Thanks to Linden’s standout play in Medicine Hat, his big league fate was sealed and it was just a matter of who would select him in the 1988 NHL Entry Draft.
This is where the Vancouver Canucks came into play, as they were lucky enough to have Linden available when the team made the second overall pick in the draft.
Bob McCammon was Vancouver’s coach when Linden joined the team for his rookie season in 1988-89.
“You could tell right off the bat that Trevor was going to be a great player,” said McCammon, who coached the Canucks from 1987 to 1990.
“He was a breath of fresh air. He was anxious to play and he was excited to play and he showed his enthusiasm all the time.”
As Linden’s comfort level in Vancouver rose, it became clear that leadership was a major part of his game.
McCammon recalls one early instance, in a game against the Montreal Canadiens, when Linden took the reigns and got a lot more vocal on the ice.
“I think the score was 2-1 for us and the face-off was in their end, there was about 25 or 30 seconds to go in the game.
“Trevor was going in to take the face-off, I don’t know if he was playing on the wing or at centre, I can’t remember; anyways he went back to Harold Snepsts, who was on the point, and said, ‘now Harold, look at the clock, we’ve only got 30 seconds, don’t do anything foolish, don’t come jumping in.’
“Harold came to the bench after the game, he was laughing and he said to me, ‘I’ve been in the League 15 years, this guy is in his first year and he comes back to tell me to play it safe.’
“That’s the kind of kid he was. He was outspoken, he was opinionated and he was a good leader,” said McCammon. “If you had 16 Trevor Linden’s on a team, you’d win most nights.”
From his NHL debut on October 6, 1988 against the Winnipeg Jets to his final game on April 5, 2008 versus the Calgary Flames, Linden exemplified all that is good about sports and professional athletes.
He put his heart and soul into the game for 19 years and his career numbers speak for themselves.
In 1140 games with the Canucks, Linden scored 318 goals (2nd all-time) and dished out 415 assists (1st all-time) for 733 points (2nd all-time).
Every Canucks fan has their favorite memory of Linden, which he provided in abundance for over 15 years in Vancouver.
From becoming the first Canucks rookie to score 30 goals in a season and his 482-game NHL ironman streak, to the grit and determination he displayed in the 1993-94 run to the Stanley Cup finals and his enthusiasm in returning to Vancouver during the 2001-02 season, the Linden highlights are endless.
For many, Linden’s performances in the clutch and the reality that he always played for the logo on his chest and never the name on his back are what made him great, but Captain Canuck will instead go down in history because he is defined by intangibles.
Linden never lost touch with reality despite all the luxuries his talents allowed him.
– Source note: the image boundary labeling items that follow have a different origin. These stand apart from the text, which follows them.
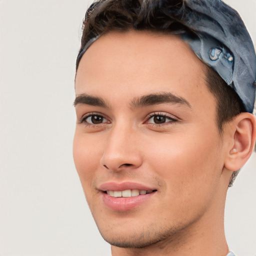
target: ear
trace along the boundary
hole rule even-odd
[[[244,165],[254,150],[256,140],[256,119],[250,113],[241,113],[229,124],[226,128],[228,130],[230,143],[228,144],[224,166],[236,171]]]

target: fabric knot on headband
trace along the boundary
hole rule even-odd
[[[178,18],[188,29],[172,34],[180,34],[198,57],[236,91],[246,112],[252,113],[254,108],[256,114],[256,56],[238,13],[221,0],[184,0],[180,8],[170,8],[167,0],[160,2],[165,15],[170,19]],[[135,24],[134,27],[136,29]],[[86,51],[100,36],[95,36],[80,49],[76,70]]]

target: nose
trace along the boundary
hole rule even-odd
[[[142,164],[139,134],[132,128],[116,126],[107,135],[100,164],[108,170],[120,172],[135,169]]]

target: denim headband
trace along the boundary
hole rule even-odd
[[[163,4],[164,1],[160,1]],[[221,0],[186,0],[175,15],[192,32],[177,31],[198,57],[212,67],[241,99],[246,112],[252,113],[256,86],[256,56],[250,36],[238,13]],[[174,10],[164,10],[170,16]],[[100,36],[82,48],[83,54]],[[255,108],[256,110],[256,108]]]

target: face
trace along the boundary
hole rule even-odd
[[[219,210],[224,160],[203,65],[178,36],[150,32],[110,32],[82,56],[74,156],[110,244],[173,240]]]

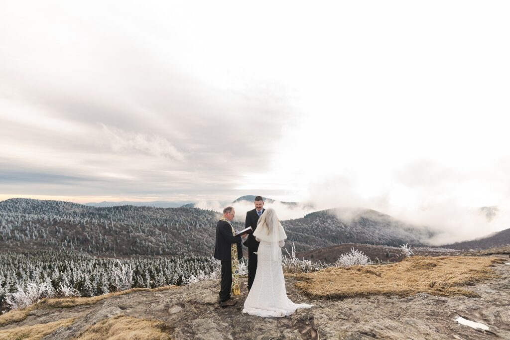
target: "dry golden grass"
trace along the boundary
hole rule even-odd
[[[0,339],[5,340],[38,340],[55,331],[57,328],[67,327],[74,322],[74,319],[63,319],[47,324],[23,326],[0,330]]]
[[[20,309],[13,309],[5,314],[0,315],[0,327],[8,325],[14,322],[19,322],[27,319],[29,312],[34,308],[67,308],[93,305],[102,300],[108,299],[113,296],[129,294],[135,292],[161,292],[178,288],[176,285],[168,285],[158,288],[133,288],[127,291],[115,292],[99,296],[93,296],[91,298],[62,298],[60,299],[44,299],[41,302],[31,306],[29,306]]]
[[[59,299],[45,299],[37,304],[37,307],[46,308],[68,308],[76,306],[93,305],[105,299],[108,299],[117,295],[129,294],[135,292],[161,292],[172,289],[176,289],[178,286],[169,285],[159,288],[133,288],[127,291],[115,292],[108,294],[93,296],[91,298],[62,298]]]
[[[418,293],[478,297],[462,286],[495,277],[490,267],[502,262],[490,257],[413,256],[391,265],[330,267],[286,276],[300,281],[296,287],[312,298],[405,296]]]
[[[29,306],[23,308],[11,310],[5,314],[0,315],[0,327],[13,322],[22,321],[27,319],[29,312],[33,308],[33,306]]]
[[[76,340],[170,340],[169,329],[164,322],[119,315],[89,327]]]

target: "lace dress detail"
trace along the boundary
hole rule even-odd
[[[283,241],[280,241],[280,247]],[[259,245],[257,274],[244,302],[243,313],[265,317],[290,315],[300,308],[312,305],[294,303],[287,296],[285,279],[282,269],[282,256],[273,258],[271,244],[261,241]]]

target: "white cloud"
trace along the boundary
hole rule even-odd
[[[3,8],[0,192],[263,191],[452,238],[507,227],[506,2],[99,6]]]

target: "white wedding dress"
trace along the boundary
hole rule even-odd
[[[279,245],[283,246],[283,241]],[[258,317],[285,317],[300,308],[312,305],[294,303],[287,296],[282,269],[282,250],[274,258],[271,242],[261,241],[259,246],[257,274],[246,300],[243,313]]]

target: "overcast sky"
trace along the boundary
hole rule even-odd
[[[0,199],[261,194],[455,240],[510,227],[509,10],[4,2]]]

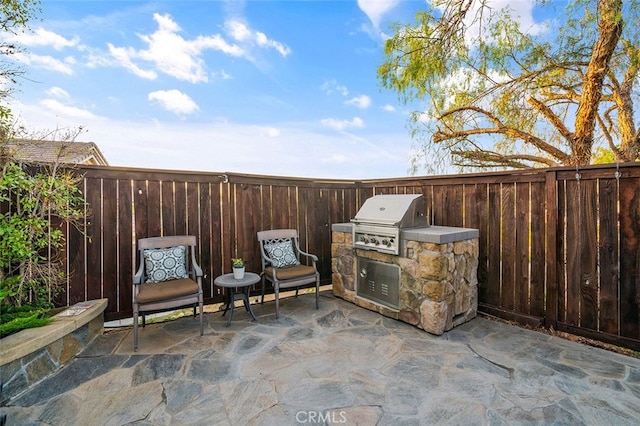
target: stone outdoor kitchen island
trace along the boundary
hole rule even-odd
[[[401,232],[399,255],[353,247],[352,224],[332,225],[333,293],[376,311],[441,335],[473,319],[478,309],[478,230],[430,226]],[[397,306],[361,297],[360,264],[390,265],[399,270]],[[394,265],[397,265],[394,266]]]

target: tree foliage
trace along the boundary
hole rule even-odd
[[[378,75],[403,101],[425,102],[411,116],[420,152],[463,167],[589,164],[598,146],[616,161],[639,157],[640,5],[563,4],[523,28],[490,0],[434,0],[415,24],[396,25]]]

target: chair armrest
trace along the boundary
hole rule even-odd
[[[300,254],[301,254],[302,256],[310,257],[310,258],[311,258],[311,260],[313,260],[314,262],[317,262],[317,261],[318,261],[318,256],[316,256],[315,254],[307,253],[307,252],[304,252],[304,251],[302,251],[302,250],[300,250]]]
[[[138,268],[138,271],[133,276],[133,283],[134,284],[142,284],[143,277],[144,277],[144,264],[140,263],[140,267]]]

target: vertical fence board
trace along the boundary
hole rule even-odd
[[[502,292],[503,309],[515,309],[515,263],[516,263],[516,217],[515,217],[515,185],[502,185]]]
[[[147,182],[147,232],[144,237],[155,237],[162,234],[160,211],[160,182],[150,180]],[[175,212],[172,216],[174,215]]]
[[[580,324],[580,248],[582,245],[582,233],[580,227],[583,221],[583,208],[580,200],[582,193],[581,182],[569,180],[566,182],[567,218],[565,241],[566,250],[566,296],[565,319],[566,324],[579,326]],[[569,213],[571,212],[571,213]]]
[[[555,182],[554,182],[555,183]],[[531,184],[531,273],[529,313],[545,315],[545,183]]]
[[[174,190],[174,210],[173,222],[175,223],[175,235],[187,234],[187,189],[186,182],[176,182],[173,186]]]
[[[131,188],[132,181],[129,179],[118,180],[118,255],[117,269],[118,269],[118,300],[115,305],[117,311],[122,311],[127,316],[133,315],[132,306],[132,292],[133,292],[133,267],[136,264],[136,260],[133,257],[132,233],[132,200],[131,200]],[[107,318],[105,319],[117,319]]]
[[[620,179],[620,334],[640,339],[640,187]]]
[[[516,184],[516,221],[515,221],[515,310],[529,314],[531,312],[529,297],[531,294],[531,281],[529,276],[529,248],[531,245],[529,233],[530,204],[529,183],[518,182]]]
[[[91,243],[87,245],[86,257],[86,293],[83,296],[78,295],[78,299],[70,300],[71,304],[81,302],[83,300],[100,299],[102,294],[102,231],[103,231],[103,212],[102,212],[102,179],[87,180],[87,196],[86,200],[91,206],[91,225],[89,226],[89,234],[91,235]],[[83,298],[84,297],[84,298]],[[86,299],[85,299],[86,298]]]
[[[453,185],[446,188],[444,203],[447,226],[462,227],[464,224],[464,188]],[[436,200],[438,202],[438,200]]]
[[[598,328],[597,185],[596,179],[580,182],[580,326],[592,330]]]
[[[615,179],[599,181],[600,321],[599,329],[617,334],[618,311],[618,185]]]
[[[567,320],[567,181],[558,181],[558,223],[557,223],[557,240],[556,251],[557,256],[555,259],[556,264],[556,276],[555,282],[557,285],[557,291],[550,295],[550,297],[557,297],[556,312],[557,320],[566,322]]]
[[[478,238],[478,299],[484,295],[487,289],[487,274],[489,267],[488,247],[488,214],[489,203],[487,199],[487,185],[467,185],[469,190],[465,195],[465,227],[479,230]]]
[[[489,247],[487,287],[484,302],[491,306],[500,306],[501,277],[501,214],[500,184],[489,185],[489,223],[487,244]]]
[[[160,214],[162,235],[179,235],[176,230],[176,193],[175,186],[178,185],[172,181],[160,182]]]
[[[102,210],[102,297],[115,304],[118,303],[118,185],[115,179],[102,182],[102,196],[106,200]]]
[[[213,288],[213,280],[218,275],[222,275],[222,257],[223,257],[223,244],[222,242],[225,240],[223,235],[223,222],[222,222],[222,197],[224,193],[224,188],[228,185],[219,184],[219,183],[211,183],[209,184],[209,209],[211,211],[211,264],[209,266],[210,277],[208,279],[208,284],[212,289],[212,297],[215,297],[216,300],[222,300],[222,294],[218,294],[218,292]]]

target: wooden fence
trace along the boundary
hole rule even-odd
[[[207,303],[231,257],[259,270],[256,232],[291,227],[331,281],[331,224],[380,193],[422,193],[430,223],[480,230],[480,311],[640,350],[640,166],[363,181],[86,166],[87,237],[68,229],[61,305],[131,316],[135,242],[198,237]]]

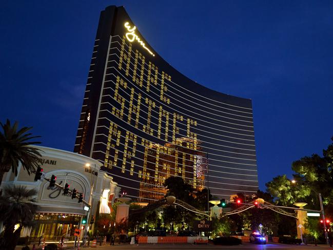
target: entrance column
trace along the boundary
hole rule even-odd
[[[122,204],[118,205],[117,207],[117,214],[115,216],[115,221],[117,223],[120,222],[122,220],[125,218],[127,220],[128,218],[128,213],[129,212],[129,205],[126,202],[130,201],[131,198],[127,197],[119,198],[117,200],[122,202]]]
[[[301,209],[303,209],[303,207],[307,205],[307,203],[305,202],[296,202],[294,204],[296,206],[299,207]],[[300,227],[300,224],[302,225],[302,226],[304,226],[304,223],[307,221],[307,215],[306,214],[306,211],[302,211],[300,210],[297,210],[297,220],[296,220],[296,227],[297,228],[297,238],[298,239],[301,239],[301,227]],[[305,227],[303,227],[303,229],[302,230],[302,233],[303,234],[306,233],[306,228]]]

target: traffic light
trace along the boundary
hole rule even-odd
[[[41,180],[42,175],[43,175],[43,168],[41,167],[37,167],[36,170],[36,174],[35,175],[35,181]]]
[[[65,187],[64,188],[64,195],[68,195],[69,191],[69,185],[66,183],[65,184]]]
[[[225,206],[225,199],[221,199],[221,206],[224,207]]]
[[[82,193],[80,193],[80,195],[79,195],[79,201],[77,203],[82,202],[82,201],[83,201],[83,195]]]
[[[76,189],[74,188],[73,191],[72,191],[72,199],[75,199],[76,198]]]
[[[51,179],[50,180],[50,185],[49,185],[49,187],[53,187],[55,185],[56,180],[56,176],[55,176],[54,175],[52,175],[51,177]]]

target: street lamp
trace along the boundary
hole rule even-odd
[[[300,231],[301,231],[301,239],[302,240],[302,243],[301,243],[301,245],[305,245],[304,243],[303,242],[303,232],[302,232],[302,228],[303,227],[303,225],[301,224],[300,224],[298,225],[299,228],[300,228]]]
[[[295,184],[296,183],[296,182],[297,182],[295,180],[291,180],[291,183],[292,184]],[[328,239],[328,234],[327,234],[327,227],[326,225],[326,220],[325,219],[325,213],[324,211],[324,206],[323,205],[323,201],[321,198],[321,193],[318,193],[317,191],[316,191],[315,189],[313,189],[312,188],[310,188],[310,189],[312,191],[314,191],[316,194],[318,195],[318,197],[319,198],[319,204],[320,204],[320,213],[321,214],[321,217],[323,219],[323,225],[324,226],[324,230],[325,230],[325,238],[326,239],[326,244],[328,245],[329,244],[329,241]],[[301,232],[302,232],[302,229],[301,229],[300,227],[300,229],[301,230]]]
[[[88,211],[88,216],[87,216],[87,224],[89,224],[89,223],[91,221],[91,215],[90,215],[90,213],[92,214],[92,209],[93,208],[93,203],[92,202],[92,193],[93,190],[94,189],[94,181],[95,181],[95,174],[96,173],[96,164],[95,165],[95,167],[94,168],[94,171],[93,173],[92,172],[92,169],[91,169],[91,167],[90,166],[90,163],[86,163],[86,167],[89,167],[90,168],[90,174],[91,176],[91,183],[90,183],[90,195],[89,196],[89,200],[88,201],[88,203],[90,206],[90,209]],[[91,212],[90,212],[91,211]],[[85,244],[85,241],[86,241],[86,238],[87,237],[87,229],[88,229],[88,227],[86,227],[85,228],[85,232],[84,232],[84,242]]]

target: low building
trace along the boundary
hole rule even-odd
[[[110,213],[108,206],[118,197],[120,188],[112,177],[100,168],[102,164],[89,157],[72,152],[55,148],[36,146],[42,151],[41,167],[43,168],[42,179],[50,179],[52,175],[56,177],[56,183],[63,187],[69,185],[69,190],[76,190],[82,193],[84,201],[90,203],[92,189],[90,215],[98,213]],[[34,181],[34,174],[28,175],[18,166],[18,174],[11,171],[5,174],[1,188],[7,185],[23,185],[38,190],[36,200],[40,209],[36,214],[35,225],[22,231],[21,236],[32,238],[44,236],[46,239],[57,240],[62,236],[72,236],[75,229],[79,228],[82,220],[88,215],[88,207],[84,202],[79,203],[77,198],[72,199],[70,194],[64,195],[62,188],[49,187],[45,180]],[[86,207],[85,207],[86,206]],[[89,209],[88,209],[89,210]],[[87,226],[88,225],[86,225]],[[0,232],[3,230],[0,226]],[[83,234],[81,234],[81,237]]]

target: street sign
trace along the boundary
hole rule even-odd
[[[195,221],[194,228],[197,231],[209,232],[211,231],[211,221],[208,220],[200,220]]]
[[[81,230],[80,229],[75,229],[74,231],[74,236],[79,236]]]

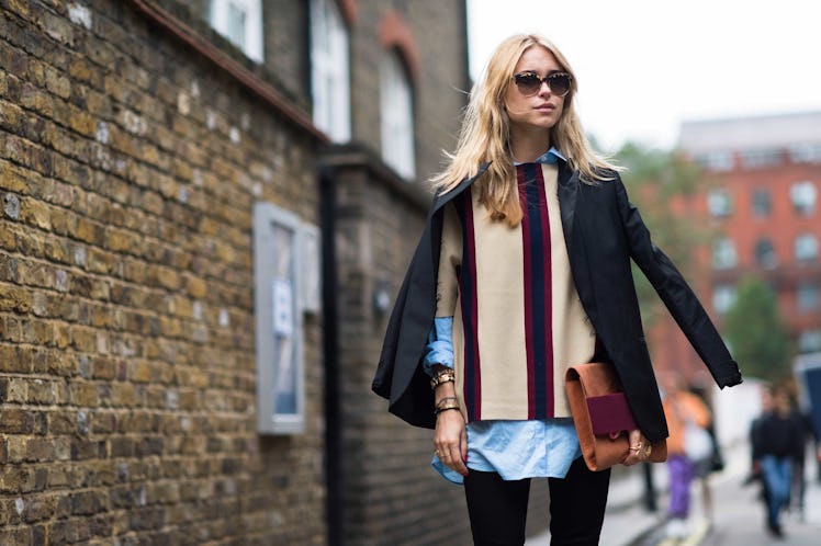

During his playing days he was a humanitarian and philanthropist, the likes of which hockey has rarely seen.
Through the Trevor Linden Foundation and his time spent with Canucks Place and the BC Children's Hospital, Linden changed the lives of ill children in ways he’ll never understand.
“His commitment to his team and to community was of equal meaning and equal importance and he was intelligent enough to recognize that early on in his career,” said Canucks Associate Coach Rick Bowness, who also coached Linden during his time with the New York Islanders.
“He was committed to both. Trevor was one of those rare individuals you enjoyed being around every day because of that.
“To me, Trevor epitomizes whatever a true pro is all about. The way he approached playing the game with his work habits on and off the ice — he’s certainly second to none.”
Trevor Linden is and always has been that
guy. For this and everything else he did for the Canucks, Vancouver, British Columbia and hockey throughout North America, his jersey will be immortalized in the rafters at GM Place.
Linden’s #16 will forever serve as a reminder that working hard and doing what’s right can help change the world for the better.